I kicked the marker and the Navy Seal restrained me, grabbing my waist and wrists. I decided he was the type who liked saving lives based on his own need to be saved through affirmation.
“You're not a physiologist,” he said when he got me down to the ground. He started a round of soft pinches at my hip and I laid perfectly still. The pit bull must have thought the commotion to be abuse, so it ran over to break up the fight along with its master. The Seal quickly relinquished.
*
It was the kind of bar that didn’t offer glass cups because people might use them to bludgeon someone else in a bar fight, so I drank vodka from clear plastic with the dog owner, my leg over his lap and luggage under the stool. I began to suspect the place was mostly empty because we were there. I watched him throw back a drink.
“I wanna win again,” the dog owner cried drunkenly. “I wanna shine again. Shine.”
“You’ll win, you’ll win, you’ll get them right between the eyes,” said the bartender.
“I don’t want them right between the eyes, Lucas. Lucas, I wanna get ‘em down.”
“Ok,” Lucas said, moving to the other end of the bar. “You’ll get ‘em down.”
“I never win anymore.” He turned back to me. “Hi.”
“Well hi,” I said.
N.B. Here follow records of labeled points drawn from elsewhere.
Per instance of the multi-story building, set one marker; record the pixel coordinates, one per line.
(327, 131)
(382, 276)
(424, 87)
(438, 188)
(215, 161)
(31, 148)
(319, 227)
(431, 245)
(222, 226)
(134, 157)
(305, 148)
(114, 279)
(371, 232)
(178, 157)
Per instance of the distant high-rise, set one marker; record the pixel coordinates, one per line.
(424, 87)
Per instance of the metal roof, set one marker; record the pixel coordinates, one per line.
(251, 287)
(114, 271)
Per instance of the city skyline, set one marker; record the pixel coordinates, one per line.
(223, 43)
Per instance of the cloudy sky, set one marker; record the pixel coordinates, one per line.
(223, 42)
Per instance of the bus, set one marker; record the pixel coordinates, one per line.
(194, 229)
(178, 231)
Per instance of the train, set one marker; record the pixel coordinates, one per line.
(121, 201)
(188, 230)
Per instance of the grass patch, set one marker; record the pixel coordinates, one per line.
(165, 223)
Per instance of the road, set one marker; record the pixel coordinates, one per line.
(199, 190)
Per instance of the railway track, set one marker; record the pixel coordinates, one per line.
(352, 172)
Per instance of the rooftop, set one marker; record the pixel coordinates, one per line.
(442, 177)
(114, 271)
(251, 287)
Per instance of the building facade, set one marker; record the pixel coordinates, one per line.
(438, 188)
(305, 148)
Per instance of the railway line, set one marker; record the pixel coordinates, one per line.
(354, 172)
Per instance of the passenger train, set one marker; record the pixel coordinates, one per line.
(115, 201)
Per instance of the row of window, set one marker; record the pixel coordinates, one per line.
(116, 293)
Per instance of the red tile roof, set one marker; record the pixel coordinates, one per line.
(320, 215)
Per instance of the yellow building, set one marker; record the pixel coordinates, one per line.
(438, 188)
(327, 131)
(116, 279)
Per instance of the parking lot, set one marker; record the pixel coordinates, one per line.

It was foggy outside, and nighttime.
He wanted to know if the Navy Seal would come looking for him. When I said no, he became spirited and invited me to his home. The pit bull was waiting for us in the car. I liked that dog. It was very quiet.
We got in his white Chevy Cobalt with me in the driver’s seat. The interior was felt and cigarette ash, and I considered my proximity to Satan's garden. He began telling me all of the things he's lost in his life. “But I wanna win again.”
“You still have your dog,” I said.
“You’re a young thing,” he said back.
Eddie Money played when the car started. I don't know if it was on the radio or if it was a recording. I don't know if the car had tape or cd parts. The dog owner watched out the window, sullen, while I drove down the highway beside a weak-looking forest. He pointed to his highway exit, outside the Perimeter. I took it and swerved too hard, went off the highway, and the Cobalt crumpled into a tree with ease.
*
Sparkles of glass had stuck to my skin, and fell off in little clusters when I stood up through the window. The car was sideways, and all its insides were splayed out like dissections. We must have flipped. I had a sudden feeling that I was inside of an insurance commercial, because everything I could see was essential to what had just happened. The highway lights are easy enough to follow. I moved debris around the crash, pretending to look for something important. All the tiny torn flag shapes of the dog owner's shirt clung to auto parts and wettish upholstery, leading the way to him. He was underneath a hunk of metal. I didn't touch him; his face was completely intact, but the rest was smashed flat the way clothes lay without the body in it. He said something like, “They've all got grease in their pockets. So svelte.” I said I'll get some help, and a part of me found this to be hilarious. No one was anywhere. No Navy Seal to pull him out of the deep end. I have no idea where the dog went. Dogs are survivors. Some wind up in other states after a tornado. My suitcase was by the tree. “I'm going right now,” I said.
For about thirty minutes, highway lights guided me up the ramp and down a poor street with power lines. It wasn't until a car's flashers found me that I realized how hungry I was. The car was filled with three black girls who asked if everything was alright. I let go of my suitcase and I said, “Yes, I just need a small ride.”